The moratorium was created to give federal officials time to study specialty hospitals to see what impact they have on community hospitals. If at the end of the study period the government decides to ban specialty hospitals altogether, Becker said it could have grave consequences for physician investors, some of whom have put in hundreds of thousands of dollars. "A number of them would go broke. It would be a disaster," he said.
Jacque J. Sokolov, MD, said returns on the investments are widely varied. Though he no longer practices medicine, Dr. Sokolov has been involved with the industry as chair of Sokolov, Sokolov & Burgess, a health care management, project development and investment firm.
He said there are about 100 specialty hospitals in the United States. Of those, about 90% have a physician in an equity position. Some are set up as for-profit ventures with hospital development companies. Other facilities are partnerships with traditional hospitals.
Dr. Sokolov believes that, regardless of the financial value of the investment or the uncertainty of the market's future, physicians will continue to seek investments in specialty hospitals because they give physicians control in their work environment.
"The [financial] investment in the hospital which is more intermediate to longer term is usually offset by the physician's ability to be more productive, have more sophisticated technology and essentially benefit from greater efficiency of patient flow through the hospital," he said.
Mike Lipomi, president of the American Surgical Hospital Assn., agreed. "The reason physicians invest in these models in not necessarily for their financial return but more for their ability to control the environment they practice in."

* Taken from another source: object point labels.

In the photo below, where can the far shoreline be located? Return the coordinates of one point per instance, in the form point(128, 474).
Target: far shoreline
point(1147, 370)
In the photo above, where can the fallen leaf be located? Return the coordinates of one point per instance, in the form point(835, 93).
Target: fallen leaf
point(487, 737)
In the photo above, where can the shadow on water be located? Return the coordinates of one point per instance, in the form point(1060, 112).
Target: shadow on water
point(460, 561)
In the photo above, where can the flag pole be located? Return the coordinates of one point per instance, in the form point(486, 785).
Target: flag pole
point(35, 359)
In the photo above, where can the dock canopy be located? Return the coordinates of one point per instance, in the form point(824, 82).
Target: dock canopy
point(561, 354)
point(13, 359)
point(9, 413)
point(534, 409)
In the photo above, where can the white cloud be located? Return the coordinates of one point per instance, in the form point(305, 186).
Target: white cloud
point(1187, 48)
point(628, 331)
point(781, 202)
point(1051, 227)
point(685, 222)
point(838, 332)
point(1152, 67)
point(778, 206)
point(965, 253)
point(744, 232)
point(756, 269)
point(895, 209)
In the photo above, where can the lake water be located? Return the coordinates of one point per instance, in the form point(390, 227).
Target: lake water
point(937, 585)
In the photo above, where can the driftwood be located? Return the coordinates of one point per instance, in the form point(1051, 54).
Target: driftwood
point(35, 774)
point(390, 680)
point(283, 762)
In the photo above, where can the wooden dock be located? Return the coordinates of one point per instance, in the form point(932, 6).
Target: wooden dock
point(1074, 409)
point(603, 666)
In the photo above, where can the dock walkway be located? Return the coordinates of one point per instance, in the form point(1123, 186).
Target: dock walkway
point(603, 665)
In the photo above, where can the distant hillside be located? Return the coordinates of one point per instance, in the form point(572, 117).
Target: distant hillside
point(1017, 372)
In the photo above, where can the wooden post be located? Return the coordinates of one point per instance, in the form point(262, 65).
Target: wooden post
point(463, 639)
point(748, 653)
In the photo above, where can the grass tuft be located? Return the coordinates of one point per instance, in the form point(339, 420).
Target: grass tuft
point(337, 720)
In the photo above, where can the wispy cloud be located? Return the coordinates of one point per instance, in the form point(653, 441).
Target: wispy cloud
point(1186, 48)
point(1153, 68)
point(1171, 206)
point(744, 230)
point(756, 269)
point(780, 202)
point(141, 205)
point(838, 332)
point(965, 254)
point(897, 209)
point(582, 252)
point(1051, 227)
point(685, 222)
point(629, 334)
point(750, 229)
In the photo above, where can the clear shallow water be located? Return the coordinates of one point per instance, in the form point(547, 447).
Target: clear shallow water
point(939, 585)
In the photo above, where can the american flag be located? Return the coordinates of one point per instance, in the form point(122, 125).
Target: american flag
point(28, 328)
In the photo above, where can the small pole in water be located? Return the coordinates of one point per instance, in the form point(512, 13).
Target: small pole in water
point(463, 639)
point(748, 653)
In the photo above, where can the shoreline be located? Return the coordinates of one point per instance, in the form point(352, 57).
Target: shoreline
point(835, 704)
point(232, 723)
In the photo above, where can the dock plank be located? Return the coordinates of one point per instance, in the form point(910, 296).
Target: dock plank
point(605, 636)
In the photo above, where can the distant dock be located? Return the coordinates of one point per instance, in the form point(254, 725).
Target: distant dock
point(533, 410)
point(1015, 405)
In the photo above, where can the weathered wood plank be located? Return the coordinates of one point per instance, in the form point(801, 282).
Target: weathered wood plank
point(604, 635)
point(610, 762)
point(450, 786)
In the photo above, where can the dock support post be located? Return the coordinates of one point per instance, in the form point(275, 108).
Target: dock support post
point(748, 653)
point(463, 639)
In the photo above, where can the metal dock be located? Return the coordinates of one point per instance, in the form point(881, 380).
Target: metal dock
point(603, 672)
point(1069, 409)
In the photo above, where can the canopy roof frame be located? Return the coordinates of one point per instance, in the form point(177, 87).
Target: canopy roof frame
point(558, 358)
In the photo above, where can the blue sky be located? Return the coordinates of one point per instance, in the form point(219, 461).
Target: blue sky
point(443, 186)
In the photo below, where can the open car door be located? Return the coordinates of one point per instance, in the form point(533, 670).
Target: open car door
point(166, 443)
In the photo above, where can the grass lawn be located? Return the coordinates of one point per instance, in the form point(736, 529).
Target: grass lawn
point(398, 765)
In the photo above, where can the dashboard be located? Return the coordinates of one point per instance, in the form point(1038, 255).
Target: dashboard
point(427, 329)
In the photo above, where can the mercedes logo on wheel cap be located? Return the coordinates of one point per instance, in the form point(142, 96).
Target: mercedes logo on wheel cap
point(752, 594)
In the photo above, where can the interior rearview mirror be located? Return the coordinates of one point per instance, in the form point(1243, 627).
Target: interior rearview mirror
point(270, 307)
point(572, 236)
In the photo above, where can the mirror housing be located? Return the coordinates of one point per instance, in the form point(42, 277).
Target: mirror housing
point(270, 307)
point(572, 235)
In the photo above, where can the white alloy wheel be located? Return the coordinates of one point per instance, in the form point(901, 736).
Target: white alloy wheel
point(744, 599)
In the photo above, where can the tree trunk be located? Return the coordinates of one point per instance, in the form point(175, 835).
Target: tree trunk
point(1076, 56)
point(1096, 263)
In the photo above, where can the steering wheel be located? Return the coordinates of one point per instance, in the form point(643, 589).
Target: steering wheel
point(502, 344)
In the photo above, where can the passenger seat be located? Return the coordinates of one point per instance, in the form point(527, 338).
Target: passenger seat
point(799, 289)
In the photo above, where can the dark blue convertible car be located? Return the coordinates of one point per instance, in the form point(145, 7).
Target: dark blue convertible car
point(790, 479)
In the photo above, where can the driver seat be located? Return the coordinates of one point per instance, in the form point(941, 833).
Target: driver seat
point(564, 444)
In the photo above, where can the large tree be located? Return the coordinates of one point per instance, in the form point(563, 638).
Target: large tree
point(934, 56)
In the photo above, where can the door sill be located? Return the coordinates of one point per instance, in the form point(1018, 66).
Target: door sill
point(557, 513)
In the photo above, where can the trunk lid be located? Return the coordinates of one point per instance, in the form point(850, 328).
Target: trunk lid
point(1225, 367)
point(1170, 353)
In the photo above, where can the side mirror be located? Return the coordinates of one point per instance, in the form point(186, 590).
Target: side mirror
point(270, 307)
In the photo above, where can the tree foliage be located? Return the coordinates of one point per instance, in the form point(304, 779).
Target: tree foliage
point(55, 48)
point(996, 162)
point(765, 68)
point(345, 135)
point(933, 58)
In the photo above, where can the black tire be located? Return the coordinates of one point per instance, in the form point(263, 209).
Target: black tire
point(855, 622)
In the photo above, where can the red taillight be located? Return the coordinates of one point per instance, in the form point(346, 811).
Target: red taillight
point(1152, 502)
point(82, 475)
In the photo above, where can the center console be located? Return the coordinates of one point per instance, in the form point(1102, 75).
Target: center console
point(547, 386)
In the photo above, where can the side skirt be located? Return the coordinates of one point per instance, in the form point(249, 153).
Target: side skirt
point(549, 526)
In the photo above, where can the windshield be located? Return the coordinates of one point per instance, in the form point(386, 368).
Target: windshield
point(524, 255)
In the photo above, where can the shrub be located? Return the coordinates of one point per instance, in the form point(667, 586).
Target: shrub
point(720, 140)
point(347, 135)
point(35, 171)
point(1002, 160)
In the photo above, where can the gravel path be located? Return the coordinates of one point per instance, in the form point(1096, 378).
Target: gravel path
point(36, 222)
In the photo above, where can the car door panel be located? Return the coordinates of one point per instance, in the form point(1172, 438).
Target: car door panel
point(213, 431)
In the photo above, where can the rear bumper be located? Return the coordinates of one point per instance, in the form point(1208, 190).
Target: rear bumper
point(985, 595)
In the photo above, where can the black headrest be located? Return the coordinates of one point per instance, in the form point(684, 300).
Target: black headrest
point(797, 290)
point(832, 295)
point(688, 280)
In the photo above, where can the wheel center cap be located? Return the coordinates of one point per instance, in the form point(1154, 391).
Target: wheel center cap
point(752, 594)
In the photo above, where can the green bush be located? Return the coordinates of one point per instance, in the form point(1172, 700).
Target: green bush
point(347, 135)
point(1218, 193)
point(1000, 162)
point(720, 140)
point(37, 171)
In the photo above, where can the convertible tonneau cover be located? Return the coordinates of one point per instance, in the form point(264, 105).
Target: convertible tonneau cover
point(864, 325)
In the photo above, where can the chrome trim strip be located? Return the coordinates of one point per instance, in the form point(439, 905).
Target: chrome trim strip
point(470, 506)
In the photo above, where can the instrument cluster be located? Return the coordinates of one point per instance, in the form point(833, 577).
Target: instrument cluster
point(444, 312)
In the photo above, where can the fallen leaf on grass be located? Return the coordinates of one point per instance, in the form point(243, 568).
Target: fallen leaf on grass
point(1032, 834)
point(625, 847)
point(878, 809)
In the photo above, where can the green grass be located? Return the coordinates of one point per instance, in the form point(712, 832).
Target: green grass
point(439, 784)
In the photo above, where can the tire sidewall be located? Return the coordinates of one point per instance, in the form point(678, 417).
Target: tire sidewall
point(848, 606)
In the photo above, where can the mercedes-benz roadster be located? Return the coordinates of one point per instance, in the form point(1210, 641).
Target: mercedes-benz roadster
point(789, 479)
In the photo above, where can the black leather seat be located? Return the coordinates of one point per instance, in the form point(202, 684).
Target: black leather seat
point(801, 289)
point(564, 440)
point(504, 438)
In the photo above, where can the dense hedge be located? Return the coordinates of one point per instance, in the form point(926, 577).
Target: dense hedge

Dr. Sokolov said it is difficult to judge whether the value of these investments has changed because they haven't been around long enough to determine whether the investment stakes can be sold for a profit.
If additional specialty hospitals are banned in the future, preventing further competition, he said "it could make those existing shares substantially more valuable if the hospital is a high-performing entity."
Jim Abel, a certified financial planner in St. George, Utah, said he would counsel clients against making new investments in specialty hospitals for now. "For new investors, I would say wait and see what happens," said Abel, owner of Physicians Financial and Investment Services.
"It was a great investment a couple years ago and probably still is a pretty good investment, but with the moratorium, it raises some doubts as to whether this type of investment will be able to go on in the future unchanged."